Patrick Lebret

du 13 février au 01 avril 1991

En 1991 le musée des Beaux-Arts du Havre donne à voir à son public l'œuvre tout en dérision de Patrick Lebret.
Patrick Lebret
PRÉFACE DU CATALOGUE

"L'une des dernières œuvres de Patrick Lebret s'appelle l'Aquarium. Dans une pièce aux limites mouvantes car un plafond de moquette lui fait perdre ses dimensions, comme deux pôles s'équilibrent deux aquariums conçus comme des colonnes. Ils sont seuls éclairés. Dans l'un, l'hameçon ; dans l'autre, le poisson. C'est dans cette distance entre deux éléments communément liés que s'insinue le comique de dérision de Patrick Lebret.
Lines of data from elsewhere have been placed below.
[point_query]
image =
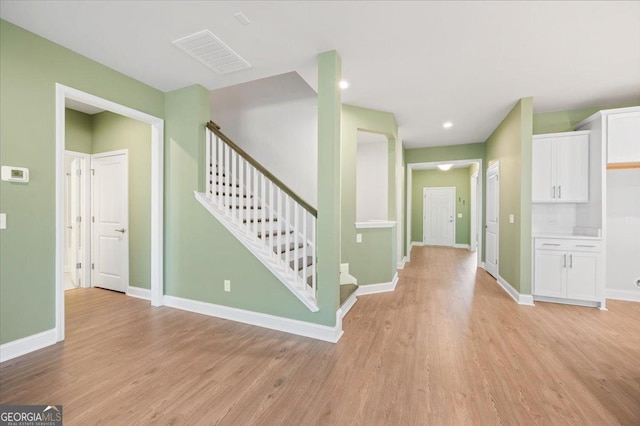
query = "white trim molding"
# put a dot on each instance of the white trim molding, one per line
(402, 263)
(375, 224)
(378, 288)
(139, 292)
(300, 328)
(626, 295)
(27, 344)
(521, 299)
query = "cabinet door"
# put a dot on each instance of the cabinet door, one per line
(550, 273)
(582, 276)
(572, 168)
(623, 138)
(542, 170)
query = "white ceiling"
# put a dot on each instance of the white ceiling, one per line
(427, 62)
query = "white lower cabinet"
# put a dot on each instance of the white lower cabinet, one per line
(568, 270)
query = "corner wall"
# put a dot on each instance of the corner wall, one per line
(374, 259)
(29, 68)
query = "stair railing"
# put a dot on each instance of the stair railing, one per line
(266, 211)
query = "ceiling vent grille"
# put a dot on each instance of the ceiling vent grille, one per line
(212, 52)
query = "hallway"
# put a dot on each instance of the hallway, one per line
(449, 346)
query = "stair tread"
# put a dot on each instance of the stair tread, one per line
(283, 247)
(300, 263)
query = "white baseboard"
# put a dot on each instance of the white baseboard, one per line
(378, 288)
(402, 262)
(301, 328)
(626, 295)
(27, 344)
(348, 304)
(521, 299)
(139, 292)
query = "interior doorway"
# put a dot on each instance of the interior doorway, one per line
(154, 180)
(492, 229)
(439, 211)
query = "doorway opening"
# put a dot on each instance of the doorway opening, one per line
(458, 225)
(75, 199)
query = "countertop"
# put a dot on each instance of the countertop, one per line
(566, 236)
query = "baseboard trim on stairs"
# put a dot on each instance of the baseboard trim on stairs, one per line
(378, 288)
(402, 262)
(287, 325)
(139, 292)
(27, 344)
(521, 299)
(626, 295)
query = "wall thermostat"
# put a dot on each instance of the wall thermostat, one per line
(15, 174)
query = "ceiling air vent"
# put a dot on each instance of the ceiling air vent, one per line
(212, 52)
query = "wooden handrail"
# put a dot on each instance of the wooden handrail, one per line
(216, 130)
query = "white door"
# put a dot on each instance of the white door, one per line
(550, 269)
(582, 276)
(543, 170)
(572, 168)
(439, 212)
(491, 228)
(110, 216)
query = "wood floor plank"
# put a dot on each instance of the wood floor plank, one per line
(447, 347)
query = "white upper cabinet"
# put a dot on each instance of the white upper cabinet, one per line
(560, 168)
(623, 136)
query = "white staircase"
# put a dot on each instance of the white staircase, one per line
(273, 222)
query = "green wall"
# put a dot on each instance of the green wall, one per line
(510, 144)
(374, 259)
(78, 129)
(444, 153)
(29, 68)
(111, 132)
(458, 178)
(566, 121)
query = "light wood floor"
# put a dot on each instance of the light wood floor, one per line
(447, 347)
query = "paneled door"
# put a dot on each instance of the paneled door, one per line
(110, 220)
(492, 218)
(439, 212)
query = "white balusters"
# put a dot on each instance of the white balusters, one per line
(259, 207)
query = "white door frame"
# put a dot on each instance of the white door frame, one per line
(495, 169)
(157, 187)
(424, 212)
(430, 165)
(124, 152)
(85, 224)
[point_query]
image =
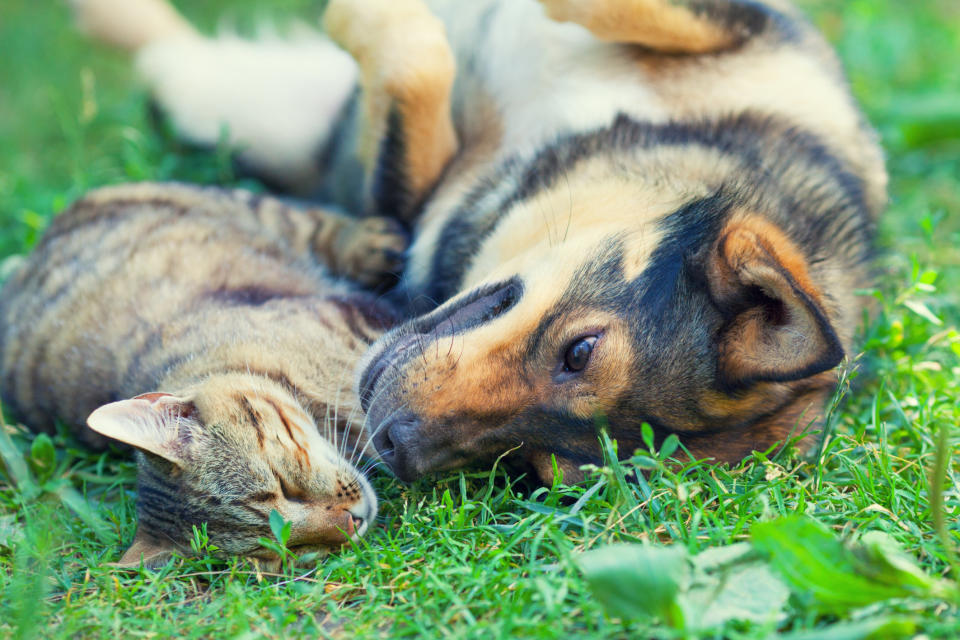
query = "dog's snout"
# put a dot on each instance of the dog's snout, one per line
(396, 444)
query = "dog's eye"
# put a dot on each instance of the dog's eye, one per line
(578, 354)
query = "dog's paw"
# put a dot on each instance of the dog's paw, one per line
(372, 251)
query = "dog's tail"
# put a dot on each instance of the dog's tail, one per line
(130, 24)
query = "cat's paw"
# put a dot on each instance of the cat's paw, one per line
(372, 251)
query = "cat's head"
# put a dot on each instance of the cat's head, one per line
(226, 453)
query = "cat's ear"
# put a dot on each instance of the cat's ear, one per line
(146, 550)
(778, 328)
(160, 423)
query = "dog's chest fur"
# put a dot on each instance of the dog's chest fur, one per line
(524, 82)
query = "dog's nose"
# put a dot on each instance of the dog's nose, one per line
(396, 443)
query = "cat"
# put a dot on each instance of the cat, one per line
(204, 328)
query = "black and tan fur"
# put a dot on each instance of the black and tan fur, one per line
(683, 189)
(201, 327)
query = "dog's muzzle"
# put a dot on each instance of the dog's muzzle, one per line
(397, 429)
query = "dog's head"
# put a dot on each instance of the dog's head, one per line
(690, 310)
(721, 337)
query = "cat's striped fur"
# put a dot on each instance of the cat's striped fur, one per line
(226, 349)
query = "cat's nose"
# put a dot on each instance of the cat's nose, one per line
(328, 527)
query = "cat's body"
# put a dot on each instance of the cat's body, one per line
(215, 299)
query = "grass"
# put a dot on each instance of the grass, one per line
(482, 554)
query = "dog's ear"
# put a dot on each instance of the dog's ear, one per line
(777, 328)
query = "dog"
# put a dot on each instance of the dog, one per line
(623, 211)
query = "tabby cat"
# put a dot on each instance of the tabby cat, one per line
(202, 324)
Il ne naît pas sans une certaine dose d'inquiétude quand l'armature métallique de La Machine à soupe en mouvement frôle le spectateur ou que tourne dans une course aveugle, car sans chauffeur, l'équipage de la caravane !
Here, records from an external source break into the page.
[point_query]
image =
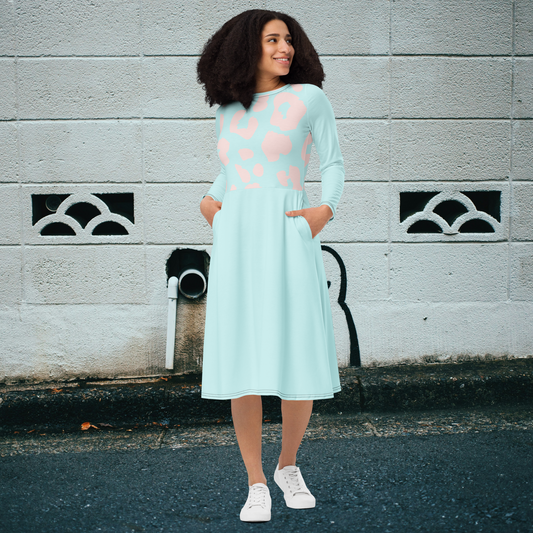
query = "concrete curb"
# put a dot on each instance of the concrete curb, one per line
(173, 400)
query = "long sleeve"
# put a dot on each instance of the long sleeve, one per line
(218, 188)
(324, 132)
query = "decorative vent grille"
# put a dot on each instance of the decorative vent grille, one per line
(83, 214)
(450, 212)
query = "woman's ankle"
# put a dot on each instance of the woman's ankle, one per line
(253, 481)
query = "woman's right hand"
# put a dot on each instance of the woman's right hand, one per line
(209, 207)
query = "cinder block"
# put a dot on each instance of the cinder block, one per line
(61, 342)
(523, 27)
(7, 89)
(7, 29)
(364, 147)
(83, 227)
(8, 152)
(390, 332)
(521, 317)
(81, 151)
(357, 86)
(173, 216)
(15, 364)
(167, 30)
(170, 89)
(366, 30)
(180, 150)
(84, 275)
(523, 88)
(10, 276)
(445, 87)
(75, 28)
(458, 272)
(522, 150)
(10, 232)
(442, 150)
(367, 271)
(522, 273)
(361, 214)
(79, 88)
(478, 27)
(522, 212)
(449, 219)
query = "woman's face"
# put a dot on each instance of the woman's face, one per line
(278, 52)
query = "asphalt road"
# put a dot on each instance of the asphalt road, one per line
(465, 470)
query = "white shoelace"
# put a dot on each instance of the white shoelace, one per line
(294, 481)
(258, 496)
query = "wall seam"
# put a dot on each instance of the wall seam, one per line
(389, 187)
(510, 201)
(19, 163)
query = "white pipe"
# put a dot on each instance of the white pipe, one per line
(171, 321)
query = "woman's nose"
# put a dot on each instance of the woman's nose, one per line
(283, 46)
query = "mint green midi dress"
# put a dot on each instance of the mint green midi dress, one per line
(268, 327)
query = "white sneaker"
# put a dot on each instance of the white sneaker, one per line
(258, 505)
(291, 482)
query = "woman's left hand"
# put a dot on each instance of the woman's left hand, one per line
(317, 217)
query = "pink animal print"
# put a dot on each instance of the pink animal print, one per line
(245, 133)
(294, 176)
(246, 153)
(295, 112)
(275, 144)
(261, 104)
(305, 156)
(223, 146)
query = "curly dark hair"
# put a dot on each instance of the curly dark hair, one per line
(227, 66)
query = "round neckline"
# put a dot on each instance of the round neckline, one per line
(258, 95)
Si les décors sont un peu fanés, ils ne perdent pas les vives couleurs de la réalité. S'il a été tenté, sous l'influence de l'usine désaffectée qui a été longtemps son atelier. Les œuvres les plus récentes sont construites. C'est dans le dispositif choisi que Lebret intègre la valeur de vécu, s'écartant du seul attrait des lieux marqués. Si certains décors, papiers peints, appliques, la poupée espagnole rappellent bien des choses, il ne fait pas l'étude sociologique du mauvais goût; il ne cultive pas le kitsch après coup. Car de sincérité, d'authencité qui lui permet de désigner d'autant plus fortement les circonstances d'un cycle de vie : la nourriture, la chambre d'enfant, les vacances, le lit conjugal (La Cheminée).
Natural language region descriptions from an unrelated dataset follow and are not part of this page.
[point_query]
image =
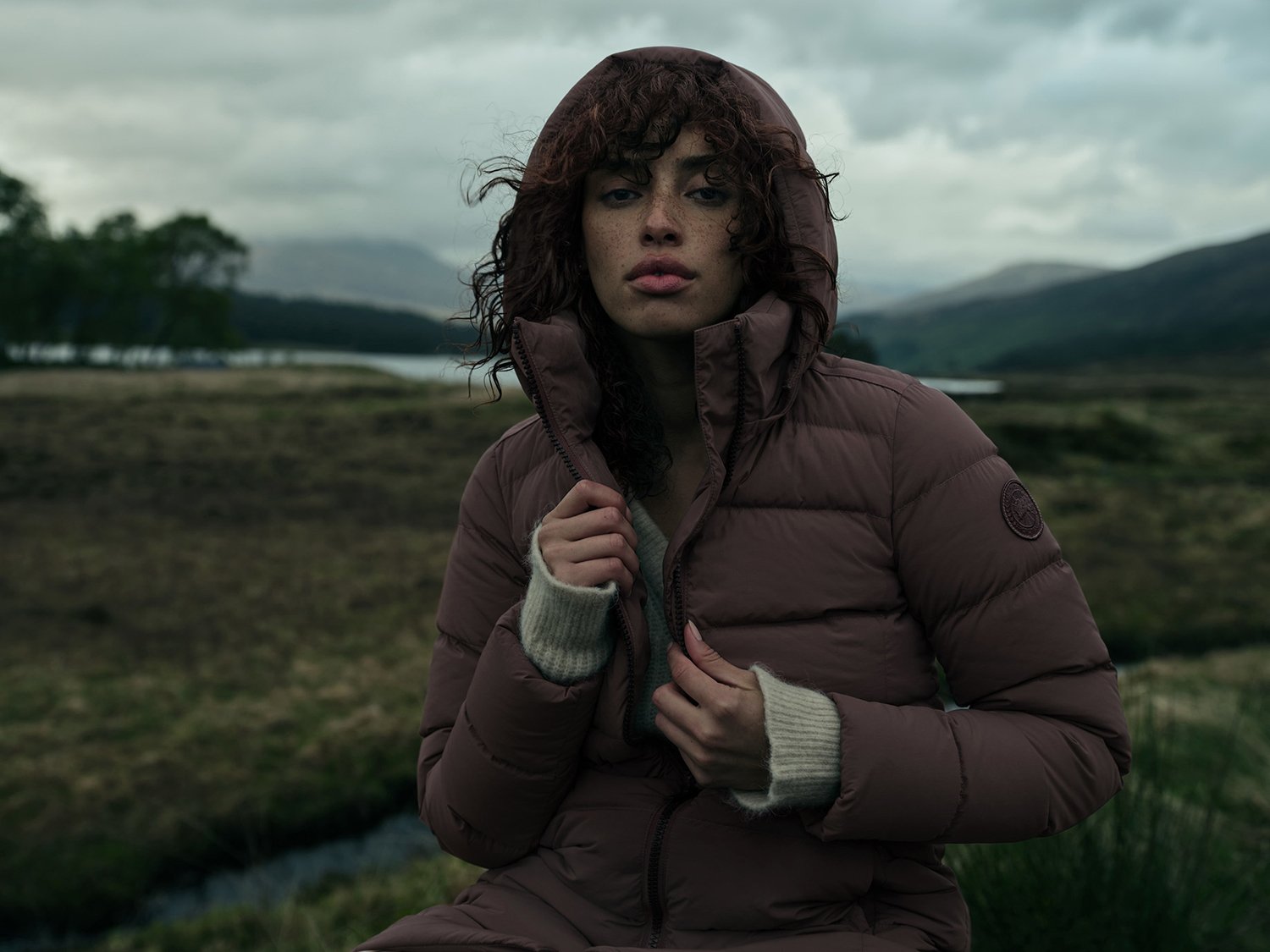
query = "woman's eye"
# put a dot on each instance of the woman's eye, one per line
(710, 195)
(617, 195)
Ne nous y trompons pas. Le travail de Patrick Lebret n'est pas le recensement mené par le génial inventeur de machines extravagantes. Les premiers travaux sont proches de l'environnement qui les ont vu naitre. La Baignoire, Les Crabes portent une lenteur, un assoupissement qui n'est pas éloigné des lieux usés que sont les Friches industrielles. En matière de décor, il n'y a jamais de rencontres hasardeuses et il y a encore moins de hasard quand l'oeuvre choisit le nocturne, la lumière tamisée par les vitres peintes.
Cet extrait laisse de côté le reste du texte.